Here’s an important question that comes up way less frequently than it should.

“What is the difference between a good brand experience and a good customer experience?”

Answer: There is absolutely no difference between a good brand experience and a good customer experience. Period. Your customer experience is your brand experience.

Thinking that there is a difference has resulted in a serious problem — an internet of unusable and frustrating-to-the-customer websites.

If your brand’s site isn’t organized around your customers goals, the site is leaving multiple salaries worth of revenue on the table. If your primary concern as a brand manager is “telling the brand story”, you’re buying into the idea that your brand’s website has a job other than supporting its customers online. That mindset only contributes to the problem.
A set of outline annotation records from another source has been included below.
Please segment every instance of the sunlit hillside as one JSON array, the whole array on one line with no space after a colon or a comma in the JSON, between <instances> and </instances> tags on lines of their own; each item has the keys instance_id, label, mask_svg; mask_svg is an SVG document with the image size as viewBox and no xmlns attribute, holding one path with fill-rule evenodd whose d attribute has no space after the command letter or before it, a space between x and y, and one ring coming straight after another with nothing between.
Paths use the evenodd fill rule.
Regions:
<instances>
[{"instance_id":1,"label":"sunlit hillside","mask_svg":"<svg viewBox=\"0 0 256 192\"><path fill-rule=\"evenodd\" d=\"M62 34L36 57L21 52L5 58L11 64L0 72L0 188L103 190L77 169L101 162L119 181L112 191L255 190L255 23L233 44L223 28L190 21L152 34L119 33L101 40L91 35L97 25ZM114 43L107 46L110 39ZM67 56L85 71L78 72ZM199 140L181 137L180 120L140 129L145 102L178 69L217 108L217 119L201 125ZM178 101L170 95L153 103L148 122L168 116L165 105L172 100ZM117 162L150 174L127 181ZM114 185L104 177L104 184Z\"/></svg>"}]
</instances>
You could be doing what you consider to be the best brand storytelling possible: flooding your brand site with the coolest graphics, social media feeds, and celebrity sponsors. But when your customers pull up to your brand site and can’t get what they’re looking for quickly, the cool graphics and LeBron endorsements are just a really fancy brick wall between bouncing and converting.

Rather than going to great lengths to create a brand experience, your main concern should be listening to the stories of the experiences your customers are actually having with your brand online.

Success online is not about effectively helping customers get the brand messages you want them to understand. It’s about making sure you understand your customers enough to help them effectively get what they want from your brand.

If your brand’s CEO asked, could you answer these questions?

  • What are the top 3 reasons customers visit our site?
  • What are our top 5 products by revenue?
  • What are our top 5 products by volume?
  • What are the top 5 customer searches on our site?
  • What is the first name of someone on our customer service team?

If you can’t answer all of the above, right now, you’re wasting money driving people to a site that doesn’t convert anywhere near the level it could be converting.

There is no difference between creating a great customer experience and creating a great brand experience. If you give your customers anything other than a simple, usable, and helpful experience on your brand site, the only story you’ll be telling is why you didn’t hit your sales numbers.

Help your customers succeed, give them a site that works for them.